Re: large file IO starving ls -l

Roland Kuhn (rkuhn@e18.physik.tu-muenchen.de)
Sun, 4 Aug 2002 08:14:55 +0200 (CEST)


On Sat, 3 Aug 2002, Linus Torvalds wrote:

> In article <Pine.LNX.4.44.0208032253260.23040-100000@pc40.e18.physik.tu-muenchen.de>,
> Roland Kuhn <rkuhn@e18.physik.tu-muenchen.de> wrote:
> >
> >Now the question is: who keeps ls from returning?

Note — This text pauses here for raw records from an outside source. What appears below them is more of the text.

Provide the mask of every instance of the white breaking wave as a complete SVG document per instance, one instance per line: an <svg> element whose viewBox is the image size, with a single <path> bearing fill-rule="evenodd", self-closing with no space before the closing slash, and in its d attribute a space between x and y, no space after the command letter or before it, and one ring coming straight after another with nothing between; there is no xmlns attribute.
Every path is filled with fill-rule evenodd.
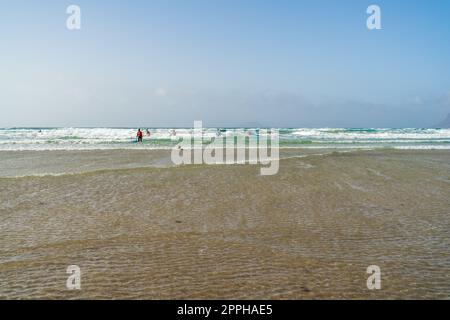
<svg viewBox="0 0 450 320"><path fill-rule="evenodd" d="M191 137L191 128L150 128L144 143L136 144L134 128L4 128L0 129L1 150L96 150L170 149ZM264 129L205 128L206 141L216 136L265 136ZM281 148L376 148L450 149L450 129L343 129L281 128Z"/></svg>

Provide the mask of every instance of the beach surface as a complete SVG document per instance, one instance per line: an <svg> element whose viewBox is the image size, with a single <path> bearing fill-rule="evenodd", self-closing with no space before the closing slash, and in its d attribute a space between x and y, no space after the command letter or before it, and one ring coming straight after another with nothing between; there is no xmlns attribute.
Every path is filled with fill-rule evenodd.
<svg viewBox="0 0 450 320"><path fill-rule="evenodd" d="M2 151L0 239L3 299L448 299L450 151Z"/></svg>

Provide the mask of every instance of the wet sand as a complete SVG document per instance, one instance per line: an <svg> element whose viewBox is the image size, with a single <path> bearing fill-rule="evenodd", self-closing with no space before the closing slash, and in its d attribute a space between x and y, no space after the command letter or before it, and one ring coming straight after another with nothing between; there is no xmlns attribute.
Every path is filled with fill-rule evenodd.
<svg viewBox="0 0 450 320"><path fill-rule="evenodd" d="M303 154L275 176L142 152L76 153L70 174L0 153L0 298L450 298L449 151ZM59 175L28 176L42 162Z"/></svg>

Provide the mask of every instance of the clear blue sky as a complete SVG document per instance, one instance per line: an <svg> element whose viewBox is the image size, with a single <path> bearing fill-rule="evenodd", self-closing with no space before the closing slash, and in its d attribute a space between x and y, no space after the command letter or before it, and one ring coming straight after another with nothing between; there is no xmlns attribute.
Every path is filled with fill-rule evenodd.
<svg viewBox="0 0 450 320"><path fill-rule="evenodd" d="M5 0L0 30L0 127L423 127L450 112L445 0Z"/></svg>

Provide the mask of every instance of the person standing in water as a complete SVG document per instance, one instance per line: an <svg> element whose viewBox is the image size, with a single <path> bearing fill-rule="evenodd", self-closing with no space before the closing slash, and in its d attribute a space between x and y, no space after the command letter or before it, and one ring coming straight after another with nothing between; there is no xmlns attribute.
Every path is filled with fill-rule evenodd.
<svg viewBox="0 0 450 320"><path fill-rule="evenodd" d="M142 142L142 131L141 131L141 129L138 129L138 131L136 133L136 137L137 137L137 142Z"/></svg>

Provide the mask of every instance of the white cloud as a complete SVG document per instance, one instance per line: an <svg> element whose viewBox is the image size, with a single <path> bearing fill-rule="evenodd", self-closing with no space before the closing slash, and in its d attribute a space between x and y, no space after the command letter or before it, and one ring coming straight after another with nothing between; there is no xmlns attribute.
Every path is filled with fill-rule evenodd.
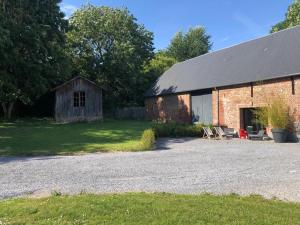
<svg viewBox="0 0 300 225"><path fill-rule="evenodd" d="M70 16L78 9L75 5L71 5L68 3L61 3L60 9L66 15L66 18L70 18Z"/></svg>

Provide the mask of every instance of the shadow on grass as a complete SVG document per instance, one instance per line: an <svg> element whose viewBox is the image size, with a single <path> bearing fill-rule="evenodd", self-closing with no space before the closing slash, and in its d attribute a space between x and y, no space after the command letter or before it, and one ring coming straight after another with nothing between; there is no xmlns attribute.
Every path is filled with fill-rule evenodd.
<svg viewBox="0 0 300 225"><path fill-rule="evenodd" d="M0 123L0 156L72 155L137 150L145 121Z"/></svg>

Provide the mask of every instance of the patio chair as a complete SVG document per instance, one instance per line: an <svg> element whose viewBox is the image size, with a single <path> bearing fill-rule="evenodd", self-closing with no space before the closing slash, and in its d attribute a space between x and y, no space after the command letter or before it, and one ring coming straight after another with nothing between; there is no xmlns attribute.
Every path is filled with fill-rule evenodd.
<svg viewBox="0 0 300 225"><path fill-rule="evenodd" d="M203 138L214 138L215 135L209 127L203 127Z"/></svg>
<svg viewBox="0 0 300 225"><path fill-rule="evenodd" d="M232 137L237 137L237 132L234 130L234 128L224 128L224 133L225 134L230 134Z"/></svg>
<svg viewBox="0 0 300 225"><path fill-rule="evenodd" d="M258 131L258 134L248 134L248 138L249 140L264 140L265 138L265 131L264 130L260 130Z"/></svg>
<svg viewBox="0 0 300 225"><path fill-rule="evenodd" d="M246 130L248 134L255 134L255 132L253 131L253 126L247 126Z"/></svg>
<svg viewBox="0 0 300 225"><path fill-rule="evenodd" d="M226 134L221 127L214 127L215 128L215 131L216 133L218 134L218 136L223 139L223 138L233 138L233 135L232 134Z"/></svg>

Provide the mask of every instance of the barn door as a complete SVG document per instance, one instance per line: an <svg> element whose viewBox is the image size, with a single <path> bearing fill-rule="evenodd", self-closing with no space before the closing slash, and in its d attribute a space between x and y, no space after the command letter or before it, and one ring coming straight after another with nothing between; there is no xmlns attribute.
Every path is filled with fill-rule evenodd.
<svg viewBox="0 0 300 225"><path fill-rule="evenodd" d="M212 124L212 94L192 96L193 122Z"/></svg>

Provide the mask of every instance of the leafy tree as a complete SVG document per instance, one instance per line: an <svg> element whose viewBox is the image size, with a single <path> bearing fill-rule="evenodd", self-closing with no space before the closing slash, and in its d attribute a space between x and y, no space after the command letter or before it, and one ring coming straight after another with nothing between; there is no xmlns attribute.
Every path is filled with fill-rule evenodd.
<svg viewBox="0 0 300 225"><path fill-rule="evenodd" d="M155 80L158 79L166 70L176 63L176 59L166 54L165 51L159 51L153 59L144 66L143 81L141 82L141 91L149 89Z"/></svg>
<svg viewBox="0 0 300 225"><path fill-rule="evenodd" d="M31 104L66 74L59 3L0 0L0 102L8 119L16 101Z"/></svg>
<svg viewBox="0 0 300 225"><path fill-rule="evenodd" d="M295 0L288 8L284 21L272 27L271 33L300 25L300 0Z"/></svg>
<svg viewBox="0 0 300 225"><path fill-rule="evenodd" d="M145 73L150 73L154 79L162 75L166 70L176 63L176 59L163 51L155 54L154 58L145 66Z"/></svg>
<svg viewBox="0 0 300 225"><path fill-rule="evenodd" d="M167 53L177 61L194 58L211 49L210 36L203 27L190 28L187 33L179 32L171 40Z"/></svg>
<svg viewBox="0 0 300 225"><path fill-rule="evenodd" d="M143 65L153 57L153 34L127 9L86 5L70 18L73 73L106 87L105 106L143 101Z"/></svg>

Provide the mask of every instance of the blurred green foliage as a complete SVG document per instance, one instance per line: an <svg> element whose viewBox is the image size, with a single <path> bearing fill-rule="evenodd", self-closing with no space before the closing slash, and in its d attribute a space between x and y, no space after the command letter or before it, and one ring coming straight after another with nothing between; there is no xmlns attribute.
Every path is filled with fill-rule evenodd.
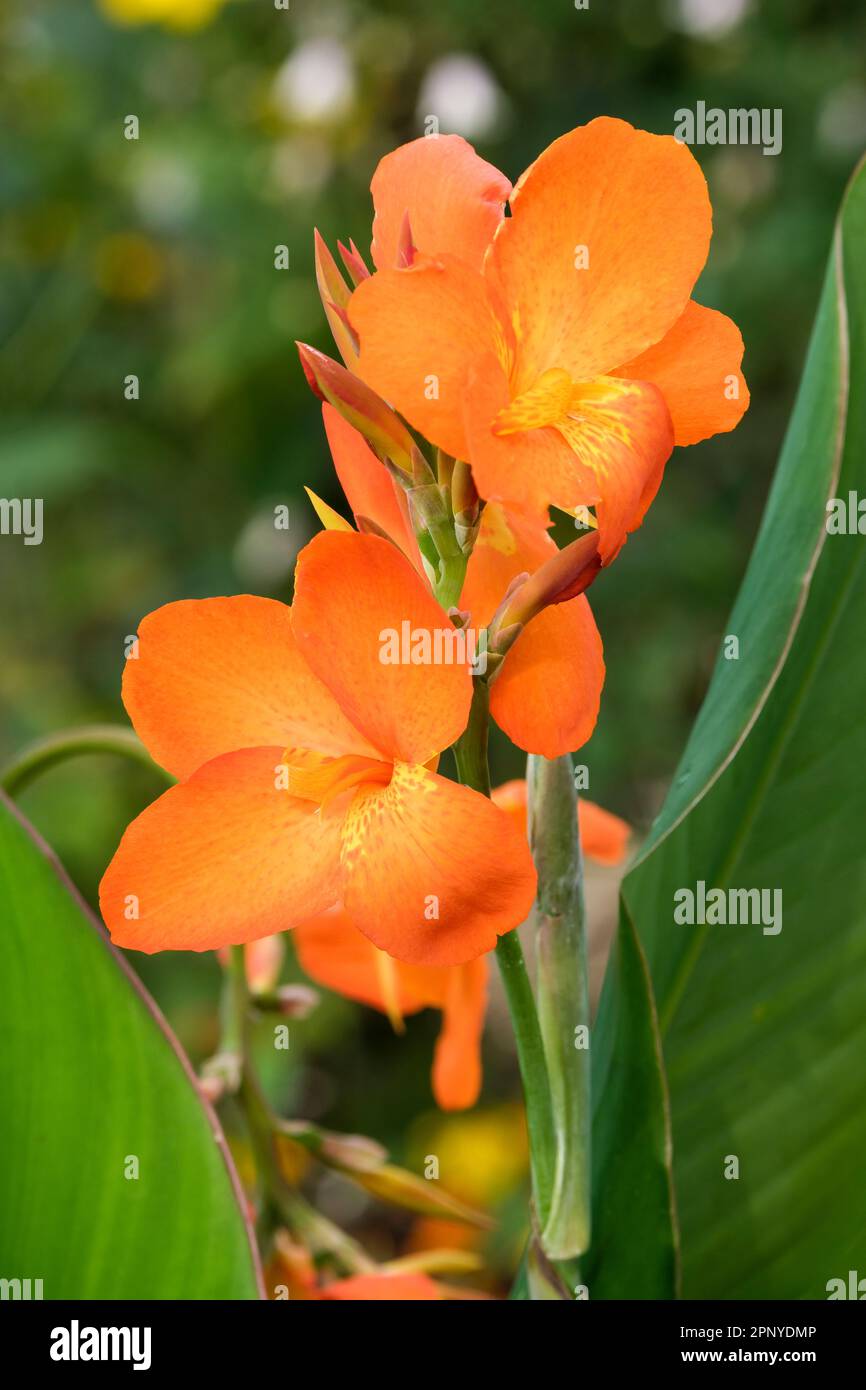
<svg viewBox="0 0 866 1390"><path fill-rule="evenodd" d="M159 12L190 27L120 22ZM4 758L67 725L125 719L123 642L150 609L290 596L315 529L303 483L341 505L293 347L331 350L312 230L366 250L376 161L425 115L516 178L601 113L670 132L699 100L781 108L777 157L695 150L715 212L697 296L742 328L751 409L734 435L674 455L592 594L608 680L590 794L645 826L724 633L866 144L862 0L7 0L0 26L0 495L45 500L41 546L0 538ZM274 267L278 245L288 270ZM124 396L130 374L138 400ZM497 780L521 771L504 741L494 755ZM91 759L23 804L92 898L158 790ZM216 966L163 958L142 973L206 1053ZM399 1149L429 1105L435 1021L395 1044L340 1001L314 1018L294 1100ZM494 1036L494 1097L513 1079L497 1048Z"/></svg>

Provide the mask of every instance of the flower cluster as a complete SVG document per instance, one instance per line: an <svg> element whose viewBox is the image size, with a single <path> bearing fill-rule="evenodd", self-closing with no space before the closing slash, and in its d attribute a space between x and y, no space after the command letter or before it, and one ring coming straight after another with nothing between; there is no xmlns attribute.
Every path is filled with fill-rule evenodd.
<svg viewBox="0 0 866 1390"><path fill-rule="evenodd" d="M691 298L711 211L672 137L598 119L514 188L459 137L425 137L372 193L372 271L354 243L345 274L316 243L343 363L300 345L354 524L313 497L291 607L212 598L141 623L123 699L177 783L128 828L101 906L142 951L292 928L313 979L395 1026L440 1009L434 1089L460 1107L485 956L536 876L522 784L489 798L439 759L479 688L526 752L587 741L604 661L585 591L674 445L731 429L748 391L738 330ZM551 508L574 519L563 548ZM384 633L436 651L470 627L472 667L382 659ZM586 853L621 857L627 827L580 814Z"/></svg>

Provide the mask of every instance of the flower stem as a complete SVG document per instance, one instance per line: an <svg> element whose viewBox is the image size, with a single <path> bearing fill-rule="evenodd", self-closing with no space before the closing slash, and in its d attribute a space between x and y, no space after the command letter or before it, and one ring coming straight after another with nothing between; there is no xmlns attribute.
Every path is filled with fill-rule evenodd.
<svg viewBox="0 0 866 1390"><path fill-rule="evenodd" d="M7 796L18 796L40 773L83 753L120 753L145 767L156 769L168 779L168 773L157 766L141 739L131 729L115 724L89 724L80 729L49 734L47 738L29 744L0 773L0 787Z"/></svg>
<svg viewBox="0 0 866 1390"><path fill-rule="evenodd" d="M538 871L538 1013L550 1078L556 1164L541 1244L554 1260L590 1238L590 1062L583 860L569 757L527 764L529 838Z"/></svg>
<svg viewBox="0 0 866 1390"><path fill-rule="evenodd" d="M283 1175L278 1149L280 1122L265 1098L253 1061L251 1000L243 946L231 947L224 1002L221 1050L238 1048L241 1054L238 1097L267 1206L313 1255L328 1255L350 1273L369 1273L376 1268L375 1261L350 1235L317 1212Z"/></svg>
<svg viewBox="0 0 866 1390"><path fill-rule="evenodd" d="M487 738L490 727L490 692L486 681L476 680L469 723L454 745L457 775L466 787L490 795ZM517 1046L517 1060L526 1102L532 1189L541 1227L547 1224L554 1176L553 1117L544 1046L535 999L517 929L500 936L496 946L499 973L508 1001Z"/></svg>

The command never hits
> >the disk (reads in above histogram do not increase), but stays for many
> >seconds (up to one minute) in state D.
>
> ext2 used to have similar issues with the superblock lock - where things
> like block allocation (very much in the write path) would grab the
> superblock lock, and completely destroy interactive feel even for
> processes that didn't need to do IO, because the superblock lock was
> often grabbed even if the data was actually cached (sb locking needed
> just to _look_up_ the physical block so that you could look up the
> cached data in the buffer cache).
>
> Al Viro largely fixed in for ext2, which now uses lock_super() a lot
> less. But a lot of filesystems are based on the old ext2 locking, and
> may have inherited some of the worst parts..
>
Thanks for the hint, I will try to have a look at the reiserfs code. Could
you give me a hint where this lock usually is taken?